Les Tic conjuguent une réalité matérielle et une réalité idéelle. La première dépend des infrastructures mises en place dans les établissements scolaires : le nombre d’ordinateurs et de périphériques disponibles, les connexions à Internet, les réseaux. La seconde est une fonction symbolique attachée aux représentations sociales et culturelles véhiculées par les Tic et au lien social qu’elles génèrent (Moeglin, 2005). L’ordinateur multimédia connecté au réseau est à la fois un outil et un média. L’outil véhicule des représentations sociales et culturelles. Le média conjugue ou oppose les représentations sociales qui lui sont liées et celles que ses contenus véhiculent. Ainsi, le tableau numérique évoque la modernité, l’interactivité et l’ouverture au monde quand il est mis au service d’une pédagogie active fondée sur l’échange en visioconférence et la construction des savoirs.
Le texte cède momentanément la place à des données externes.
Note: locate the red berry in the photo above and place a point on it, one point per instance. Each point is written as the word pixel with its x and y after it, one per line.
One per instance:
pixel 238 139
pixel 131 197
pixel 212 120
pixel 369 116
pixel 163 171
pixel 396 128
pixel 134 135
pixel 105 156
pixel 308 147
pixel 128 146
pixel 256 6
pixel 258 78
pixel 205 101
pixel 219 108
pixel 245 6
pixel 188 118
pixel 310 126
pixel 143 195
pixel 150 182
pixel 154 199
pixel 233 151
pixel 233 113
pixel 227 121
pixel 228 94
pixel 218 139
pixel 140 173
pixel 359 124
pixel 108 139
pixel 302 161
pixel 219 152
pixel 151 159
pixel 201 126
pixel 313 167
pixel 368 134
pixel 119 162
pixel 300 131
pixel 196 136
Quand le tableau numérique assiste une pédagogie transmissive et rigide, avec diffusion de contenus traditionnels, les exercices à trous ou les textes à lire, la représentation de modernité et d’interactivité liée à l’outil entre en confrontation avec la représentation traditionaliste liée aux contenus. Or, la tension entre le matériel et l’idéel n’est productive que lorsque les représentations liées au contenant convergent avec celles qui sont liées au contenu.
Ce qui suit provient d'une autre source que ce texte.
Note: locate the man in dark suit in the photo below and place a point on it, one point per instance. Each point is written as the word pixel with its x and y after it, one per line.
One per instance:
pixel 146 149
Ainsi, les Tic, considérées comme un média nouveau, véhiculent des représentations sociales et culturelles différentes, entre l’instrument de travail personnel ou professionnel, coûteux et rapidement obsolète, l’outil pédagogique susceptible d’assister des activités scolaires variées et le moyen d’une communication médiatisée à distance. La confrontation de ces représentations est à l’origine de tensions dont les évaluations commandées ou conduites par le Men sont révélatrices. Le processus d’intégration et d’appropriation des Tic dans le système éducatif est complexe. Son succès dépend de la prise en compte et de la régulation de ces multiples tensions qui l’accompagnent. L’instance publique fixe les objectifs d’instrumentation technique de l’éducation par les Tic. Ces investissements en infrastructures correspondent à une commande faite au marché privé des fournisseurs de matériels, de logiciels, de connexion et de maintenance. Or ces deux mondes ne partagent pas les mêmes valeurs : l’un tient pour priorité des valeurs éducatives et des valeurs d’égalité, l’autre est soumis au diktat financier, aux parts de marché et aux valeurs de rentabilité.
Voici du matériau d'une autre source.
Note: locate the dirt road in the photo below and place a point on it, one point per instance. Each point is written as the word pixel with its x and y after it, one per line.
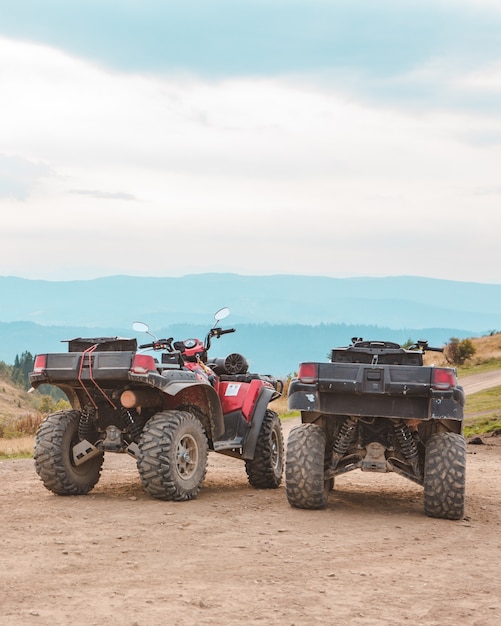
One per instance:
pixel 240 556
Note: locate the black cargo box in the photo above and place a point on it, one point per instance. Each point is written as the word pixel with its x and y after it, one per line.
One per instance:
pixel 103 344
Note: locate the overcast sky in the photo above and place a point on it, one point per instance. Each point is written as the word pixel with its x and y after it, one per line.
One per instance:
pixel 163 138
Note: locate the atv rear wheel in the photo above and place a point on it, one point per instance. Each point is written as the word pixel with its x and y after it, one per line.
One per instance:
pixel 53 456
pixel 266 469
pixel 305 482
pixel 172 457
pixel 444 476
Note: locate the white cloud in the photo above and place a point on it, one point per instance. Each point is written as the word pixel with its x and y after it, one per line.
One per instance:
pixel 165 175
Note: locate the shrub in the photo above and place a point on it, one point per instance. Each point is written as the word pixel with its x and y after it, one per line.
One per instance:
pixel 458 352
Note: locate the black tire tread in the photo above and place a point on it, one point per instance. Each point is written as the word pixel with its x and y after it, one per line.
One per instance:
pixel 156 458
pixel 262 471
pixel 305 485
pixel 52 456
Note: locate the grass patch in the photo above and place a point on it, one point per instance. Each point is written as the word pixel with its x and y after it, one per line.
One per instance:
pixel 489 365
pixel 16 448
Le processus d’instrumentation induit un processus de médiatisation, de mise en média de contenus produits en situation pédagogique. Entre ces deux processus coexistent des usages pédagogiques qui composent des modèles cognitifs distincts allant de la transmission de connaissances à l’apprentissage coopératif et collaboratif instrumenté en réseau (Henri & Lundgren, 2003 ; Jocair 2006). La nouvelle loi d’orientation pour l’école considère que la maîtrise des Tic est une compétence à développer. Elle fixe les objectifs des programmes scolaires à cette fin. Cette injonction du Men est interprétée différemment par les acteurs- enseignants confrontés à la réalité de la salle de classe. Ces derniers adaptent leurs usages en fonction des finalités d’apprentissage qu’ils poursuivent et des contraintes qu’ils rencontrent, entre un « bricolage pédagogique » (Audran, 2000) artisanal et personnel et une utilisation rationnelle de la « communication et de l’apprentissage instrumentés en réseau » (Jocair , 2006).